Autre exemple, une enquête Ipsos réalisée entre le 16 et le 22 août, à partir d'un échantillon initial de 3 677 personnes permettant d'identifier 404 votants potentiels à la primaire socialiste. Ce sondage ne se contente pas de livrer les intentions de vote au premier tour. Il propose aux sondés plusieurs hypothèses de second tour. L'une d'elle montre que François Hollande l'emporterait face à Martine Aubry, avec 53 % des suffrages (contre 47 %). La victoire semble acquise. Mais attardons nous sur certains détails.

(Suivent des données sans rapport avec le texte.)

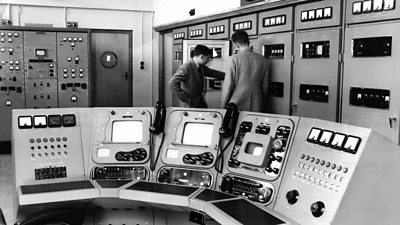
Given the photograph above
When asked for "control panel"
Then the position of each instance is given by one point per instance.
(328, 165)
(370, 97)
(257, 157)
(314, 172)
(40, 57)
(372, 47)
(12, 94)
(73, 69)
(318, 93)
(48, 145)
(191, 142)
(120, 146)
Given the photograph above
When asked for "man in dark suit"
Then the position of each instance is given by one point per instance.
(188, 81)
(247, 76)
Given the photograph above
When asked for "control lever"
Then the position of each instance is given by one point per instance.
(392, 119)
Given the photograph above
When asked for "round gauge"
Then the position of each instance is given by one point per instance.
(54, 120)
(68, 120)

Sur ces 404 sondés, 91 % s'expriment face à une telle alternative : le résultat ne repose donc plus que sur 368 individus. Or, et c'est à l'honneur de l'institut de fournir ces données, 38 % des "électeurs" de Hollande et 42 % de ceux de Aubry indiquent qu'ils peuvent encore changer d'avis. Seuls 60 % des interviewés qui s'expriment se disent sûrs de leur vote, soit environ 220 personnes. Avec un effectif aussi faible, la marge d'erreur est d'environ 7 %, si bien qu'à la mi-août, le score a priori "réel" de Hollande navigue entre 46 % et 60 %, quand celui de Aubry se situe entre 40 % et 54 %. Apparemment évidente, la victoire de François Hollande devient alors beaucoup plus incertaine.
 
Reste que les sondages ne sont pas des éléments d'information neutres dans un scrutin. Par leur médiatisation et leur circulation dans l'entourage des candidats et dans les foyers des électeurs, ils peuvent contribuer à bousculer l'appréhension d'une élection et modifier le regard porté sur ses différents protagonistes. Ils peuvent aussi amener une équipe de campagne à réorienter sa stratégie. Bref, ils font partie du réel, au point de pouvoir peser sur ce réel. À l'image des anticipations boursières, leurs prophéties ont parfois une dimension "autoréalisatrice". Différentes hypothèses se proposent de rendre compte des effets qu'entraînent la publication de sondages sur l'évolution des résultats électoraux. Comme aucune d'entre elle ne fait véritablement consensus parmi les spécialistes de science politique, on ne peut présumer de l'influence que pourra avoir cette multiplication de sondages sur le verdict de la primaire. Tout au plus peut-on noter que parmi les "électeurs potentiels" identifiés par Opinionway, 50 % indiquent qu'"au moment de voter lors de ces primaires", "ce qui comptera le plus dans [leur] choix", ce sera "la capacité à battre Nicolas Sarkozy" (contre 32 % choisissant "les propositions du candidat" et 18 % "la personnalité du candidat"). Sans accorder trop d'importance à une donnée qu'il faudra naturellement creuser pour en comprendre les ressorts, on peut imaginer que la candidature Hollande bénéficiera sans doute d'un effet de ralliement lié à ses bonnes performances sondagières.